Bringing a dog will certainly help participants receive hands-on learning in dog obedience, but it is not required. Youth are not required to own an animal in order to use it as a 4-H project animal. If you are not bringing a dog, but still want to learn, that is OK! There are other ways of “showing off” what you have learned, such as designing educational dog poster displays or exhibiting a project about dogs at the local county fair.
Family Support is Important
The purpose of all Oneida County 4-H youth development programs is to enhance the education, experience, and development of young people. A purpose that is not realized without the involvement of several people working as a team. The successful completion of this dog program depends upon the combined efforts of parents or guardians, 4-H leaders, and 4-H members. All contribute to successful teamwork. Behind most successful club members are parents or guardians who are truly enthusiastic about the topics their children are learning more about.

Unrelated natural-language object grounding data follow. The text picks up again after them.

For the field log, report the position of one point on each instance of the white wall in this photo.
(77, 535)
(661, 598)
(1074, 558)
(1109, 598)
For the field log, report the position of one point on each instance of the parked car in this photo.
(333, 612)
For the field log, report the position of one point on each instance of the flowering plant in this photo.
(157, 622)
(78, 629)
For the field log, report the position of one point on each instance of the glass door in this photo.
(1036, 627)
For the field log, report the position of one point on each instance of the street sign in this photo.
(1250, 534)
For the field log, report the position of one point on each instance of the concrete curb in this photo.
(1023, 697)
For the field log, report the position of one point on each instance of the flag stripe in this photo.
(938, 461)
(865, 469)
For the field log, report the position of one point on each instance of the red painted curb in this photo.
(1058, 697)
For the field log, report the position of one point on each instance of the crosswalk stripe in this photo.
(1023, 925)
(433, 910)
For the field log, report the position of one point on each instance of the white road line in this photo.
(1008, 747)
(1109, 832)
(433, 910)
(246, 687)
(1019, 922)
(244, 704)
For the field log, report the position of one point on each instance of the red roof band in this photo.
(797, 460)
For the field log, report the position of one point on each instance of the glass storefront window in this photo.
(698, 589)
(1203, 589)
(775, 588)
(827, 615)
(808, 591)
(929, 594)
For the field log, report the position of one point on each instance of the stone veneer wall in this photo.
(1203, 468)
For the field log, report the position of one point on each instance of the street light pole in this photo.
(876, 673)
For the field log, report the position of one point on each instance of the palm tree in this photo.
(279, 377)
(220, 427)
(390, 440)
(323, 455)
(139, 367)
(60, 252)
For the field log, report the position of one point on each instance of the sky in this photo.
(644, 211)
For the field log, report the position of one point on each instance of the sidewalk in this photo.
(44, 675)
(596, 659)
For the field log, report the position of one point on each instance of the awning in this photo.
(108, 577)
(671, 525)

Parents and guardians can help offer supervision, assistance, and encouragement to the 4-H members working through what they are learning. The payoff from this involvement is an exciting learning experience, and sometimes can even include awards and recognition, such as at the annual Oneida County 4-H Awards & Recognition event or during the county fair. If you are willing to help in these ways, you can make a big difference.
Testimonial About 4-H Dog Obedience
“I believe that 4-H is the catalyst for transformation. And while these transformations take place over years instead of weeks, it is still amazing. Earlier this year I heard from Elizabeth, a 4-H alumna from La Crosse County. She shared how 4-H taught her leadership, organization, communication, and responsibility. Elizabeth was transformed from a frightened little girl being dragged around a 4-H obedience class by a borrowed hunting dog to a confident young woman winning championship ribbons with her own Border Collie. She says it was through 4-H that she learned to be resilient, ambitious, and compassionate. And she credits 4-H with her career goal: helping people with Doctors Without Borders as a sonographer.” – Brenda Scheider, Wisconsin 4-H Foundation Executive Director.